Ok, yes, legitimate delivery…give me the front on…ok, now hotspot…right, nothing there, now RTS please….thanks, just rock and roll it….ok, no sign of bat, now ball-tracking thanks….pitched outside off, struck in line, hitting middle. Editor, I’m going to ask you to reverse your decision.
Or am I dreaming?
Just a couple of seconds too late getting your arms into position, if you ask me. I thought Bale had the better shout, but then he plays the wrong game.
Vale and dale are effectively interchangeable, both match the definition. “V” is the common abbreviation of vide, and it’s not a huge trip through the thesaurus to link vide to note via “observe” or “take a look at”.
I rest my case, and await the judgment of the mob.
Edited at 2015-08-06 06:28 am (UTC)
Rather liked the VEAL, as in real life.
Edited at 2015-08-06 07:58 am (UTC)
I got lucky at 9ac with my guess as to how to place the unchecked anagram fodder, never having heard of the dish which incidentally my dictionary describes as a ‘pastry’ so the definition including ‘fried’ seemed a bit odd.

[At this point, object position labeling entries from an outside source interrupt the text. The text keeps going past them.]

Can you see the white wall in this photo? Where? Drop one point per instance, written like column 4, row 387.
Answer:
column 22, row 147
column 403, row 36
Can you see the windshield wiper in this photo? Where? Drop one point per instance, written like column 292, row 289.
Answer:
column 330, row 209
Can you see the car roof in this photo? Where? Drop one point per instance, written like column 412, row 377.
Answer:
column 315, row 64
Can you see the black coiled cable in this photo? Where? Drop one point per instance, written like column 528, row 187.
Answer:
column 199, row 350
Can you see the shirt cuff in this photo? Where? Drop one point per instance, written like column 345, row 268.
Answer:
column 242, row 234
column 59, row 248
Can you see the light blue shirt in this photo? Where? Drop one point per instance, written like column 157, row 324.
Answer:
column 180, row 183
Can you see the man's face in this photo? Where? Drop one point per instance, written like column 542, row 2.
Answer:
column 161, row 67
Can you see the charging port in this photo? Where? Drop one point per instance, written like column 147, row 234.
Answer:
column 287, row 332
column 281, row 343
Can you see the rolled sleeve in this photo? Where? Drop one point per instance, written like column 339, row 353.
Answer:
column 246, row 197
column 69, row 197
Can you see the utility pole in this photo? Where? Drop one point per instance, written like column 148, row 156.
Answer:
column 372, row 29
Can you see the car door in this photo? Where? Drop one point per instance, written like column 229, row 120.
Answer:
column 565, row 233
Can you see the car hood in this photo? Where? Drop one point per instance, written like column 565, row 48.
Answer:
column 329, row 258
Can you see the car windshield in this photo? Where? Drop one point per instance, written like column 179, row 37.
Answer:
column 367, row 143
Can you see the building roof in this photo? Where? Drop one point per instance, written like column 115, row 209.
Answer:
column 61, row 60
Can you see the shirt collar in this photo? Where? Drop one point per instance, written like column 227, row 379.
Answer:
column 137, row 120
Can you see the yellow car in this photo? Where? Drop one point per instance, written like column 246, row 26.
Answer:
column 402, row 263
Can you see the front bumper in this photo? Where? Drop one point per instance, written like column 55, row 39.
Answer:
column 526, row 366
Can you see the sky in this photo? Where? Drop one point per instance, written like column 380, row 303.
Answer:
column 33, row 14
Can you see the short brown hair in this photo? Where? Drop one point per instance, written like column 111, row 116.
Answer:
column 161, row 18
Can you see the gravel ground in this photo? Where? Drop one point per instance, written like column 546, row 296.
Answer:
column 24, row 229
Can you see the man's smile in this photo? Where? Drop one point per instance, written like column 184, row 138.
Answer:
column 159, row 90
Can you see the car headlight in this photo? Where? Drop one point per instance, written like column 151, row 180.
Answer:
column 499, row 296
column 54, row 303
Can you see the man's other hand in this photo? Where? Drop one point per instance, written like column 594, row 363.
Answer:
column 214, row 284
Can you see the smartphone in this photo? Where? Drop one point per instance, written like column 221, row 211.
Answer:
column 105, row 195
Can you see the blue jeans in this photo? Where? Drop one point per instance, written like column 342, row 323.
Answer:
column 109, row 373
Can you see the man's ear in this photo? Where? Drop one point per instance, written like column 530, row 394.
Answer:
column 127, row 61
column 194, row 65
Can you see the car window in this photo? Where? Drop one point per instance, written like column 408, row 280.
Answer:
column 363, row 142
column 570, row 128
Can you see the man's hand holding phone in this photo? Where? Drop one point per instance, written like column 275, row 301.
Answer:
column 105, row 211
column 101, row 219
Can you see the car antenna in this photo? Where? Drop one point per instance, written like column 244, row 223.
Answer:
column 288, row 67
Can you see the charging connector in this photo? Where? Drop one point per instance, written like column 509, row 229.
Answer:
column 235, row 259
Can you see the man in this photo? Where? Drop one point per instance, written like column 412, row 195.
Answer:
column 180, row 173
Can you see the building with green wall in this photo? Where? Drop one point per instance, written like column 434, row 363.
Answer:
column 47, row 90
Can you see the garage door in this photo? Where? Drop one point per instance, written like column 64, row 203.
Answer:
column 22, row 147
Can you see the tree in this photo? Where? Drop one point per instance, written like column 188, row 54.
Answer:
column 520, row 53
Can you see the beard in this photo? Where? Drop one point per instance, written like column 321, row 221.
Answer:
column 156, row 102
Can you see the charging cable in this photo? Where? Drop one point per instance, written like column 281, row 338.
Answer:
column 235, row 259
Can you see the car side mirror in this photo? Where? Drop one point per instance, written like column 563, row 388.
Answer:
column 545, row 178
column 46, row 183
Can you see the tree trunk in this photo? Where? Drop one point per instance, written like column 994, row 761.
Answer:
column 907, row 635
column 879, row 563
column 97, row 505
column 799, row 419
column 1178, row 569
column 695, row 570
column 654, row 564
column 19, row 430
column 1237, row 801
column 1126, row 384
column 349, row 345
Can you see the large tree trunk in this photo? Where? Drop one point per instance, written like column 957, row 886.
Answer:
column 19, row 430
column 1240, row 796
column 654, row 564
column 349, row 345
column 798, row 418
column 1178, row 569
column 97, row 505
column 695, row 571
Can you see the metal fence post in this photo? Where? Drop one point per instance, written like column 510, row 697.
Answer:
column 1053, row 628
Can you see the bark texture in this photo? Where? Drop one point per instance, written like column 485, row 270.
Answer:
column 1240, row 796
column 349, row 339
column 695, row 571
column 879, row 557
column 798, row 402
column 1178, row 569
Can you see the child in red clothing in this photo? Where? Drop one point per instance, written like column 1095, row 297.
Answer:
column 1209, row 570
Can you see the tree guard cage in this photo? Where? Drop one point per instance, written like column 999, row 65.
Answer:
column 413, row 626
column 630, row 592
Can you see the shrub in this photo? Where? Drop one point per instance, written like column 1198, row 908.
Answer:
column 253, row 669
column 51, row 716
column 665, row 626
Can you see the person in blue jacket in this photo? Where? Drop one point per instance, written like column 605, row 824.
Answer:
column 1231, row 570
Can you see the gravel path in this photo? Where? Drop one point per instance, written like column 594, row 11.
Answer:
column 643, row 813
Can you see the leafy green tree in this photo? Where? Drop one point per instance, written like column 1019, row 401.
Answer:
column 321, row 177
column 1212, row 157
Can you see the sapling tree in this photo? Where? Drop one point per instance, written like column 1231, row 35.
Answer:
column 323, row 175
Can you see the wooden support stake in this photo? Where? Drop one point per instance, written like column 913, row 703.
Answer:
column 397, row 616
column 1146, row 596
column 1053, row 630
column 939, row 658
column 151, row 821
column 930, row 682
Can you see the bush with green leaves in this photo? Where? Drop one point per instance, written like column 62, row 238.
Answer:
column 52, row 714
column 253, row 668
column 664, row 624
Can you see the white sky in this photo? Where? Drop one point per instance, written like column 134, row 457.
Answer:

The required meaning at 12ac was also unknown
Edited at 2015-08-06 05:48 am (UTC)
Otherwise, I biffed VEAL, and dnk CHACONNE, and got the ICE bit of 22ac thanks to having learnt that def on some recent crossie.
About 30 or so mins for the ones I got.
I was anticipating ignorance of THEATRE ORGAN because there can’t be many left (I believe there’s one still in the Pavilion Bournemouth but can’t swear to it). I remember listening to the Wurlitzer in The Gaumont Tooting in my courting days
Nice puzzle well blogged
Edited at 2015-08-06 10:28 am (UTC)
Maybe Australians get a giggle out of the English using condoms as sticky(!) tape.
I didn’t know the required meaning of PP but I did know fastback. I remember my dad buying a Sunbeam Rapier fastback (DRV 567F) in the late sixties.
I see Cook and Lyth are still both there at lunch so England must have had a decent morning.
Z – The puzzle number is 26170, not 26179.
Broadly speaking, I think the cricket is going fine except for those people who live south of Ulaca… or have tickets for Sunday. ‘The belief is there’… goodbye, Mr Clarke.
There was some discussion on ICE(D) TEA the last time it came up, the conclusion of which I think was that both versions are in common usage.
I would argue a more logical connection between low pressure/depression/gale than the geographic features. When did anyone look out over a valley and exclaim Oh what a lovely depression!
SouthernExile
Pity, because G is a note and I also agree dales are usually long valleys (e.g. Yorkshire) and depressions are more often (geographically) more circular, like sink holes.
I don’t like the V for vale idea either, v. = note is a stretch too far, q.v. may be often used ‘which see’, but v alone as an abbreviation for vide is not used for ‘note’.
Edited at 2015-08-06 03:34 pm (UTC)
I dunno, you make one little slip… Ah well, at least it’s given people the chance to brush up my Shakespeare. I’m sort of grateful.